Pourquoi cette hausse soudaine ?

Les premiers spots 100% belges sur la chaîne française ont été diffusés dans de longs tunnels publicitaires où les spots d'auto-promo de TF1 venaient combler les trous, ce qui ne rendait pas optimale l'expérience du téléspectateur et ce qui déplaisait aussi à l’annonceur.

Mais depuis la mi-juillet, les choses ont changé. La régie Transfer a décidé d'ouvrir tous les écrans disponibles aux annonceurs belges, ce qui veut dire 38 écrans par jour, contre une douzaine au début de l’aventure. Mais surtout, il n’y a plus ces fameux tunnels désordonnés. Aujourd’hui, les écrans pub s'ouvrent et se ferment avec un jingle belge, et ensuite ils sont comblés, lorsque c'est nécessaire, avec des spots français dont l'audience n'est plus mesurable en Belgique.

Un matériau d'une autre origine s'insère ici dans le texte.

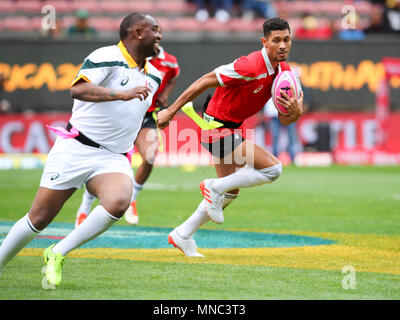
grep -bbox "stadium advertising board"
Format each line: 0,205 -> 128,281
0,40 -> 400,112
0,112 -> 400,169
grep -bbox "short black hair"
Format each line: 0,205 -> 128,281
119,12 -> 146,40
263,17 -> 290,37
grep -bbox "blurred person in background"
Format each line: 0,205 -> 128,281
0,73 -> 11,114
67,9 -> 97,39
364,10 -> 387,34
240,0 -> 277,20
337,14 -> 365,41
42,19 -> 65,39
193,0 -> 234,23
295,13 -> 332,40
383,0 -> 400,34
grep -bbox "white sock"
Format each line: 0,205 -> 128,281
213,163 -> 282,193
131,180 -> 143,203
177,200 -> 210,239
222,192 -> 239,209
78,189 -> 96,214
52,205 -> 119,256
177,193 -> 238,239
0,214 -> 40,271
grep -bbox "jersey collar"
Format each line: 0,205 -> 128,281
117,41 -> 149,74
261,47 -> 275,76
147,46 -> 165,60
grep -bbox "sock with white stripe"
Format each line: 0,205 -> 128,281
0,214 -> 40,271
78,189 -> 96,214
213,163 -> 282,193
52,205 -> 119,256
177,193 -> 238,239
131,180 -> 143,203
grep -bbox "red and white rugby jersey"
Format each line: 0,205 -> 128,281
206,48 -> 290,123
147,47 -> 180,112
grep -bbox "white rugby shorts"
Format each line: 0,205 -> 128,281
40,137 -> 133,190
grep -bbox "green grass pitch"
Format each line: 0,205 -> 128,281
0,166 -> 400,300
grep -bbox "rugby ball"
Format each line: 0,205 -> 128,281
271,71 -> 301,116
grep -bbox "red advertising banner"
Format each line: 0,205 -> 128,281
0,112 -> 400,165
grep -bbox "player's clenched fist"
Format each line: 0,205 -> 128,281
157,109 -> 174,129
121,86 -> 151,101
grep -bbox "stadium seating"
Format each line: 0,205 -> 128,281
0,0 -> 16,14
0,0 -> 382,34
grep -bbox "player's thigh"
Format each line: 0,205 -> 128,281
86,172 -> 132,218
214,157 -> 243,194
233,140 -> 280,170
28,187 -> 76,230
135,128 -> 158,164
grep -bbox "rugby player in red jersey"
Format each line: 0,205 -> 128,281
157,18 -> 303,257
75,29 -> 180,227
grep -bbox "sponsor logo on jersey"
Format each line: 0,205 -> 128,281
253,85 -> 264,94
121,76 -> 129,86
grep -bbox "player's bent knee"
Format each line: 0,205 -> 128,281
102,195 -> 130,219
28,210 -> 51,230
258,162 -> 282,183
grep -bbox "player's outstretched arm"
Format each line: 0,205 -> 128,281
157,78 -> 178,108
70,81 -> 151,102
278,86 -> 304,125
157,71 -> 220,129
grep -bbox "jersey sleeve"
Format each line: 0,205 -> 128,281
71,48 -> 118,87
214,56 -> 256,87
171,62 -> 181,80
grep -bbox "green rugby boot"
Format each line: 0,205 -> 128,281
43,244 -> 65,286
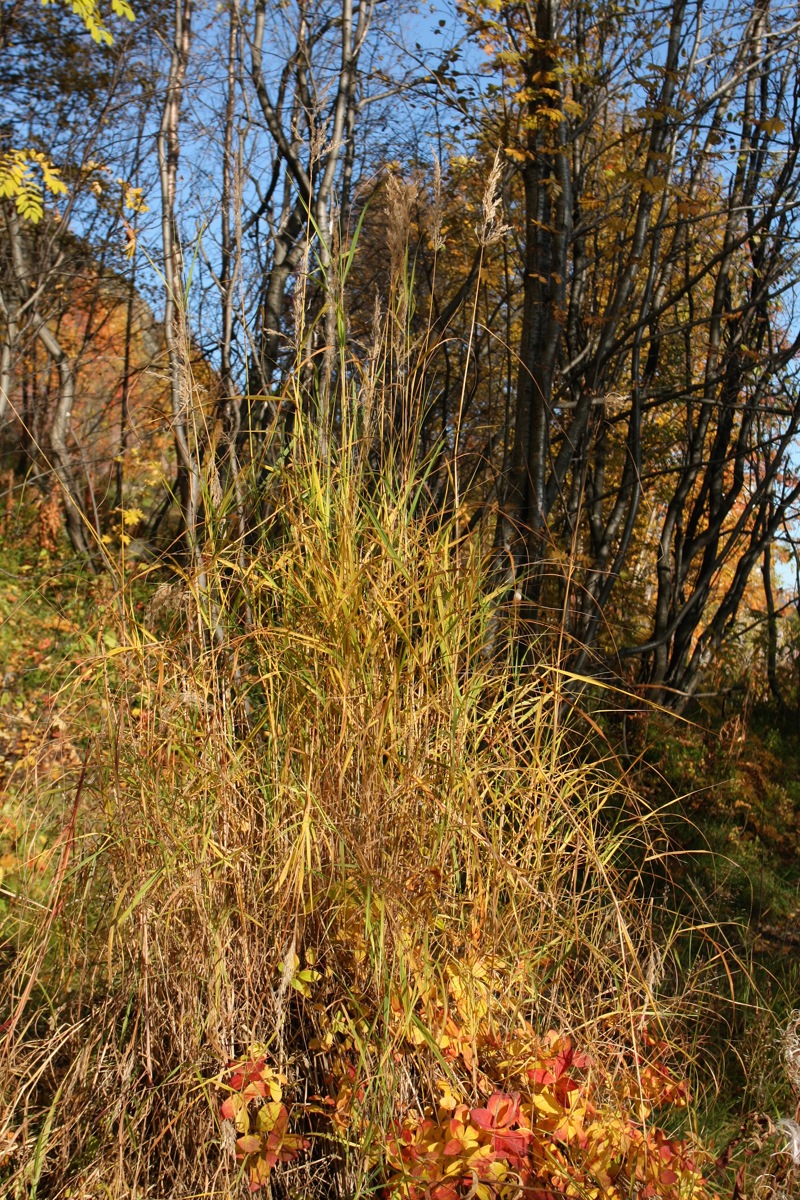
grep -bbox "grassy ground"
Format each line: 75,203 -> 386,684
0,456 -> 799,1200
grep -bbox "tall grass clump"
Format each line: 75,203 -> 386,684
0,274 -> 796,1200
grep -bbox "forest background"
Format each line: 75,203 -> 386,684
0,0 -> 800,1200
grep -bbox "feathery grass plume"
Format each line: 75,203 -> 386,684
475,150 -> 511,246
0,265 -> 738,1200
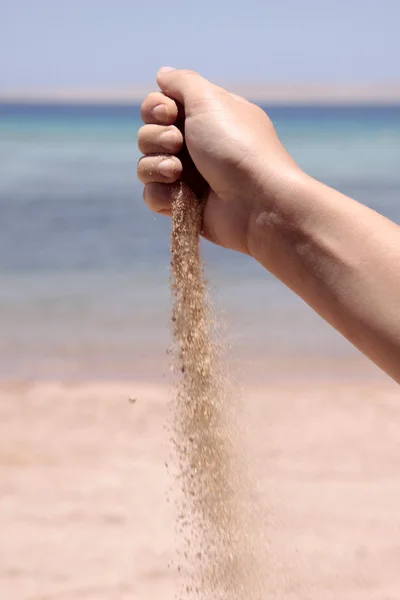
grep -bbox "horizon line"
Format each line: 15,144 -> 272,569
0,80 -> 400,104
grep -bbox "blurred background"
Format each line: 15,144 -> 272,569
0,0 -> 400,381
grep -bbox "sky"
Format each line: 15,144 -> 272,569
0,0 -> 400,93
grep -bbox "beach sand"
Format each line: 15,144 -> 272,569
0,379 -> 400,600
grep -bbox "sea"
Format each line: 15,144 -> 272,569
0,103 -> 400,382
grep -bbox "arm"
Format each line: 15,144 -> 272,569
138,68 -> 400,383
249,176 -> 400,383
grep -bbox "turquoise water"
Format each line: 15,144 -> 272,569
0,105 -> 400,379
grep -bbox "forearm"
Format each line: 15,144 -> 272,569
249,171 -> 400,382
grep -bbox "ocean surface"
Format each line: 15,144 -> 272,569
0,104 -> 400,381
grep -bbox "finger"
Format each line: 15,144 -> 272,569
231,93 -> 251,104
137,155 -> 182,184
143,183 -> 179,216
138,125 -> 183,154
140,92 -> 178,125
157,67 -> 222,116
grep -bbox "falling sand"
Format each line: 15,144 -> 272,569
171,184 -> 261,600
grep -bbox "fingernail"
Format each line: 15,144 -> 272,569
158,158 -> 176,177
151,104 -> 168,121
159,129 -> 178,150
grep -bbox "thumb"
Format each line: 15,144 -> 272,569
157,67 -> 218,115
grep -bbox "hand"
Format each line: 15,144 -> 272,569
138,68 -> 301,254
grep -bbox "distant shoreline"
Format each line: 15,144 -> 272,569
0,81 -> 400,106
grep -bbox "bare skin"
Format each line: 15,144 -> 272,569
138,68 -> 400,383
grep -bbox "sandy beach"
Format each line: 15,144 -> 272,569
0,379 -> 400,600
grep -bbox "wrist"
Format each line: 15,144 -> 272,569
247,166 -> 316,274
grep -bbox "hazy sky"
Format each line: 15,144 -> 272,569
0,0 -> 400,91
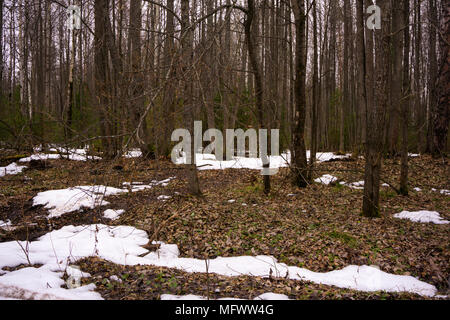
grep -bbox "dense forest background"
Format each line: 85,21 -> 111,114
0,0 -> 450,216
0,0 -> 448,155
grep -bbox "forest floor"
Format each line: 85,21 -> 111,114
0,151 -> 450,299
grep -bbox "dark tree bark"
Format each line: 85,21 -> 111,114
433,1 -> 450,157
363,0 -> 391,217
128,0 -> 154,158
291,0 -> 309,188
400,0 -> 410,196
426,0 -> 438,154
244,0 -> 270,194
181,0 -> 201,195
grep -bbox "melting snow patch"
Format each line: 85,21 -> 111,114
140,243 -> 436,296
314,174 -> 338,185
123,149 -> 142,158
33,186 -> 127,218
394,211 -> 450,224
0,224 -> 436,299
0,220 -> 16,231
161,292 -> 289,300
343,181 -> 364,190
103,209 -> 125,220
0,225 -> 148,299
0,162 -> 26,177
172,151 -> 351,170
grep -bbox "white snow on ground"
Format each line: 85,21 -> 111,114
342,181 -> 364,190
394,211 -> 450,224
0,225 -> 148,299
161,292 -> 289,300
33,177 -> 176,219
33,185 -> 128,218
0,162 -> 26,177
314,174 -> 338,185
0,224 -> 436,299
123,149 -> 142,158
19,149 -> 101,162
103,209 -> 125,220
253,292 -> 289,300
19,153 -> 61,162
122,177 -> 176,192
0,220 -> 16,231
176,151 -> 351,170
144,243 -> 436,296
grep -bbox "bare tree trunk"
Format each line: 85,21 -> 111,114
400,0 -> 410,196
356,0 -> 367,149
433,1 -> 450,157
245,0 -> 270,194
363,0 -> 390,217
426,0 -> 438,154
181,0 -> 201,195
414,0 -> 426,153
387,0 -> 403,156
309,1 -> 320,171
339,0 -> 352,153
128,0 -> 153,158
291,0 -> 309,188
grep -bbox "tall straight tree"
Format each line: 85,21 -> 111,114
387,0 -> 405,156
356,0 -> 367,148
363,0 -> 391,217
128,0 -> 152,157
309,1 -> 320,169
433,1 -> 450,157
245,0 -> 270,194
426,0 -> 438,154
291,0 -> 309,188
180,0 -> 201,195
400,0 -> 410,196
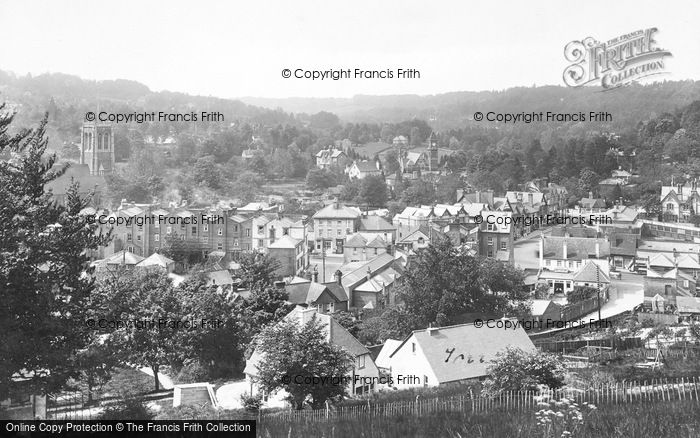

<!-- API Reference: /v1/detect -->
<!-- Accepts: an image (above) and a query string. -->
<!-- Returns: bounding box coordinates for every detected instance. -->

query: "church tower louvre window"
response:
[80,122,114,175]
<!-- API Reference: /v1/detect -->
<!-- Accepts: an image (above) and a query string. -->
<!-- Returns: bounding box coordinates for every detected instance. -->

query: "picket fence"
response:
[259,377,700,422]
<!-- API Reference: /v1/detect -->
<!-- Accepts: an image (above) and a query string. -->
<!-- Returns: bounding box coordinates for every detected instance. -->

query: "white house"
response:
[388,321,537,389]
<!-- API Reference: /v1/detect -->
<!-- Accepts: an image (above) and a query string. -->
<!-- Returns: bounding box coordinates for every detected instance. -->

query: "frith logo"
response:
[564,27,672,89]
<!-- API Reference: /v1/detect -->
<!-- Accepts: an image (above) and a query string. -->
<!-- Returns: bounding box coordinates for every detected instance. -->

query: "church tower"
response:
[428,132,440,172]
[80,123,114,175]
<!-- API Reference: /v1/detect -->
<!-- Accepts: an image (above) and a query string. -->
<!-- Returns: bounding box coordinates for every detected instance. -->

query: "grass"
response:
[258,402,700,438]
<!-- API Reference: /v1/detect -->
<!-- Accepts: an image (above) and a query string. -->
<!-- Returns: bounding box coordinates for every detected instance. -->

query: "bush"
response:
[100,396,154,420]
[241,393,263,412]
[483,347,566,395]
[176,361,209,383]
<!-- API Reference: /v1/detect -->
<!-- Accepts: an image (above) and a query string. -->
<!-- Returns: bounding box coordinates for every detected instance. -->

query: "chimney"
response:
[561,238,569,260]
[334,269,343,284]
[540,234,544,268]
[426,323,438,336]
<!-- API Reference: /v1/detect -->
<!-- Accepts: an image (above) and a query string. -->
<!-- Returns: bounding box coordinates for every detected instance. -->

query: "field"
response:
[258,401,700,438]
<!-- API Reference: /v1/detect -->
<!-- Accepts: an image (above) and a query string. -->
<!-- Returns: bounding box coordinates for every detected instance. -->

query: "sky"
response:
[0,0,700,98]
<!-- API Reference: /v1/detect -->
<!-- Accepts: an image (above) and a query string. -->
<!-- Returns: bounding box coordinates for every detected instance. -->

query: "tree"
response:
[95,268,182,391]
[358,175,387,207]
[484,347,566,395]
[397,238,528,330]
[255,318,353,409]
[0,105,109,394]
[239,251,279,290]
[176,275,245,378]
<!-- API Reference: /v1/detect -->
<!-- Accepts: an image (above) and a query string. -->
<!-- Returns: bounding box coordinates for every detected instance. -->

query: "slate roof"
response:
[544,236,610,260]
[391,323,537,383]
[313,204,360,219]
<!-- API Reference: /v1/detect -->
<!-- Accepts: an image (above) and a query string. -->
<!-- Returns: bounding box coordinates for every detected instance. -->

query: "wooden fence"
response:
[259,377,700,422]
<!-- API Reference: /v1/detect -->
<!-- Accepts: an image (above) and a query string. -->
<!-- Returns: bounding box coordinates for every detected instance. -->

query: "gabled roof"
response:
[390,323,537,383]
[102,250,144,265]
[360,215,396,231]
[139,252,175,268]
[374,339,401,368]
[574,262,610,283]
[267,234,301,249]
[544,236,610,260]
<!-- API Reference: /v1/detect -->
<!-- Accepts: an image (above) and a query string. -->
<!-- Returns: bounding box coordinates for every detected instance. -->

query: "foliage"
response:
[241,393,263,412]
[0,106,108,394]
[100,395,155,421]
[255,318,353,409]
[483,347,566,395]
[396,239,528,334]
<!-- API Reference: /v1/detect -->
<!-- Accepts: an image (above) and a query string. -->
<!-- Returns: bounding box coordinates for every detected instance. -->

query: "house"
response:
[136,252,175,273]
[530,300,562,326]
[389,322,537,389]
[313,202,360,254]
[244,306,379,395]
[285,281,348,314]
[538,233,610,295]
[360,215,396,245]
[339,254,403,309]
[345,161,382,179]
[644,268,697,312]
[316,146,349,169]
[267,234,308,277]
[660,179,700,222]
[343,233,389,263]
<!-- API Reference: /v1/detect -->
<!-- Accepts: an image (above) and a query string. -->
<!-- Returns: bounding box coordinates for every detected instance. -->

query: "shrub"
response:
[484,347,566,395]
[176,361,209,383]
[241,393,263,412]
[100,396,154,420]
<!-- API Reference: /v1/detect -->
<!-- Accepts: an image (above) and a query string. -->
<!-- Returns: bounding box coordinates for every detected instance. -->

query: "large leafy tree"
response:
[395,239,527,329]
[0,106,108,393]
[93,268,182,391]
[256,318,353,409]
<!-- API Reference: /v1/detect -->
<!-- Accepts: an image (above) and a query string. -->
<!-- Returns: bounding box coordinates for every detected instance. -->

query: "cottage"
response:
[389,324,537,389]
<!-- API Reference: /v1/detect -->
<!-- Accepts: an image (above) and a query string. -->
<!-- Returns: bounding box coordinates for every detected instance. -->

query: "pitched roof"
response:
[574,262,610,283]
[313,204,360,219]
[267,234,301,249]
[390,323,537,383]
[544,236,610,260]
[374,339,401,368]
[139,252,175,268]
[360,215,396,231]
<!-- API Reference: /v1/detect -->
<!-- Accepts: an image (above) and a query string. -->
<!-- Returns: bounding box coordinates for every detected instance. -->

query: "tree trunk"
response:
[151,365,160,392]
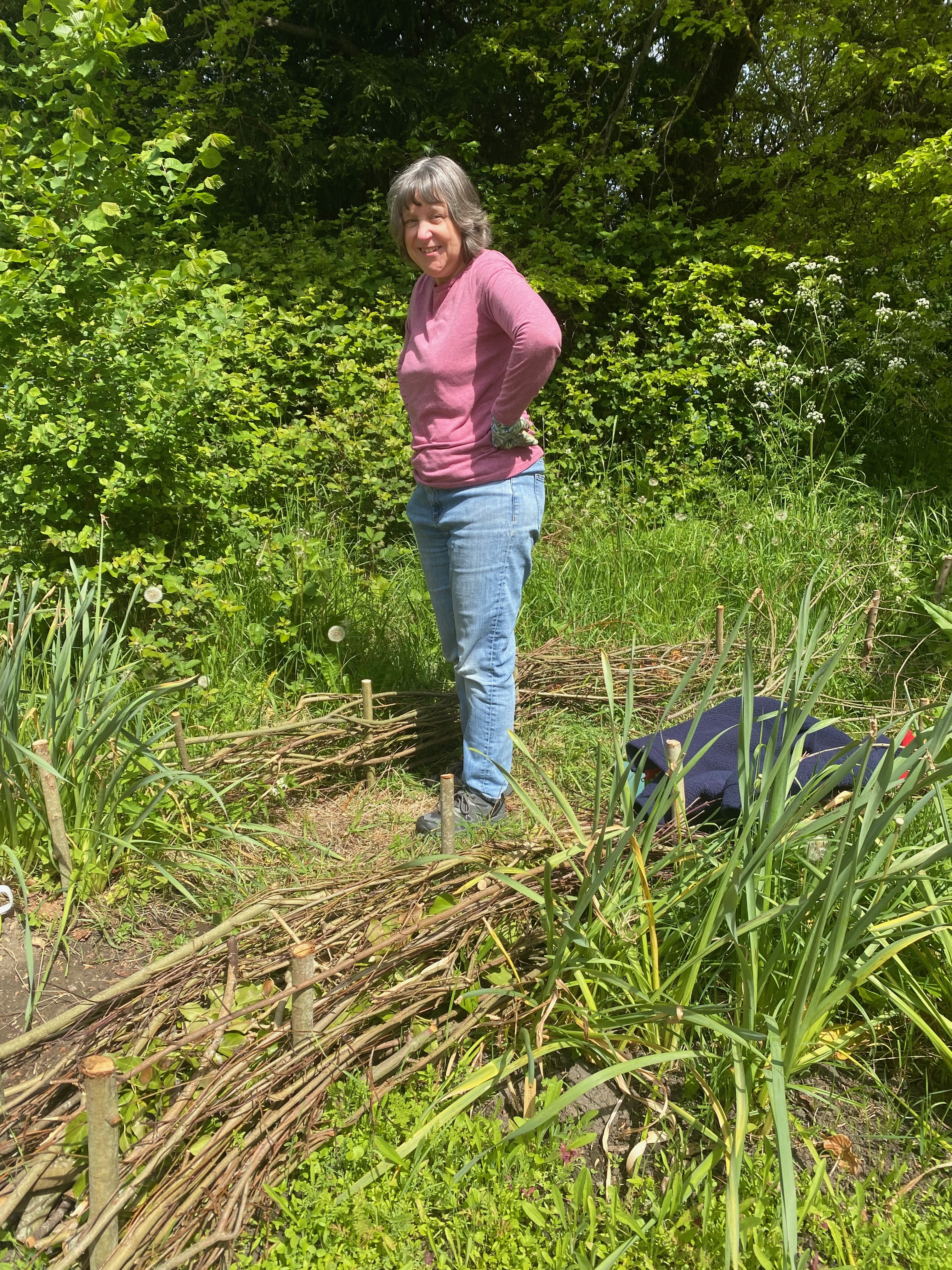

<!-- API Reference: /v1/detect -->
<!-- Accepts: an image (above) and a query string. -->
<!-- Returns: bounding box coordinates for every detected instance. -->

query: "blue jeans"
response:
[406,460,546,801]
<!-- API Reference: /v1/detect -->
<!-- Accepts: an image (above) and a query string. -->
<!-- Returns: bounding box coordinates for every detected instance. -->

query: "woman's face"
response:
[404,203,463,286]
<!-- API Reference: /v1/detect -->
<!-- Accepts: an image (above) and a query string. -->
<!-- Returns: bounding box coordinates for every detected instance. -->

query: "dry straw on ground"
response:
[0,857,574,1270]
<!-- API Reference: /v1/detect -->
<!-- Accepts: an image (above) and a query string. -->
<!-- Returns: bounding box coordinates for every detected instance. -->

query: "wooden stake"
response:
[664,741,688,838]
[291,944,314,1045]
[80,1054,119,1270]
[439,772,456,856]
[360,679,377,790]
[33,737,72,895]
[859,591,880,671]
[932,556,952,604]
[171,710,192,772]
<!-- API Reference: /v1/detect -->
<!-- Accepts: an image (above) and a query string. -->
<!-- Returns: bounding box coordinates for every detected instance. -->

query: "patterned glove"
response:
[492,414,536,449]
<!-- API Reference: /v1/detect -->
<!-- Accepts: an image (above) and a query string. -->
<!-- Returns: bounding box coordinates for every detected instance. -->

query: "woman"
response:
[387,155,561,833]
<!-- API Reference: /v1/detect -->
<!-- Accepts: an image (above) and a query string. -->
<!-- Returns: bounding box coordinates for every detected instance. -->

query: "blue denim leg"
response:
[406,462,546,799]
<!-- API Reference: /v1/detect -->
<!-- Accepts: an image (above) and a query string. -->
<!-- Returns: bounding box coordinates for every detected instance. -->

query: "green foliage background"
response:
[0,0,952,663]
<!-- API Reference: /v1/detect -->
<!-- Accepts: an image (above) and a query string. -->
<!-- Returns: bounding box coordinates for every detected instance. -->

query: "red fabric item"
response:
[397,251,562,489]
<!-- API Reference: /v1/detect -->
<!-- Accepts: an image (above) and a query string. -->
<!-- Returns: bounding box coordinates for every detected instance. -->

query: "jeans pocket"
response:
[532,472,546,529]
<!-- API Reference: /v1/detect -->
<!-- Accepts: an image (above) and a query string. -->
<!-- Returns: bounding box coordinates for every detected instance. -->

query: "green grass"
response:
[235,1068,952,1270]
[171,479,952,728]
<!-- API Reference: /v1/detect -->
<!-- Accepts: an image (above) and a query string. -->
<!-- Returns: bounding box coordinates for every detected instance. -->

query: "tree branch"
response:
[602,0,668,150]
[264,17,363,57]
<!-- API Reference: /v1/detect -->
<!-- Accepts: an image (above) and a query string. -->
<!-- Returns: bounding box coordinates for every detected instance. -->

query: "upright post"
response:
[33,737,72,895]
[859,591,880,671]
[664,739,688,837]
[171,710,192,772]
[291,944,314,1045]
[439,772,456,856]
[80,1054,119,1270]
[360,679,377,790]
[932,556,952,604]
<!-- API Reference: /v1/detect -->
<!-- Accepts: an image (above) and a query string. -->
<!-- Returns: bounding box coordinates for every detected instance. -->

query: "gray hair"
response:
[387,155,492,260]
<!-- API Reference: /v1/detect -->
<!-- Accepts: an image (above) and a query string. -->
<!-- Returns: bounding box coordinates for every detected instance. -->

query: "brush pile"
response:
[156,639,736,789]
[0,857,574,1270]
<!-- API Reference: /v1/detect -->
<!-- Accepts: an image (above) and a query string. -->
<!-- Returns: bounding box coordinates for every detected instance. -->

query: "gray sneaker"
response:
[416,785,507,834]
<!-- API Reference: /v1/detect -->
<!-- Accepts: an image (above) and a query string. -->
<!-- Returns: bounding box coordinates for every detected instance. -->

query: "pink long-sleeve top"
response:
[397,251,562,489]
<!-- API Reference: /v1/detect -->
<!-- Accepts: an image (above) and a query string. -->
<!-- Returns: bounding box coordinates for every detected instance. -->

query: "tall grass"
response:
[442,589,952,1267]
[180,476,952,741]
[0,577,230,899]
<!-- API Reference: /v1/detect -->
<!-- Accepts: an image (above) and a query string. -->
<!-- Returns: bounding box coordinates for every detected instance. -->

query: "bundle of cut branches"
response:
[159,692,460,789]
[515,636,717,718]
[157,639,746,789]
[0,857,574,1270]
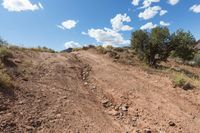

La différence est significative et c’est ce qui fait d’ailleurs dire au patron de la régie Transfer qu’il peut atteindre l’objectif qu’il s’est fixé, à savoir prendre entre 15 et 20% du gâteau publicitaire en télé.

En attendant, l’ambiance est très tendue entre les trois régies qui occupent le paysage francophone belge en télévision (IP, RMB et Transfer) et on assiste à une véritable guerre des prix entre elles. Car chacune essaie de défendre légitimement, voire même d’augmenter, sa part du gâteau publicitaire.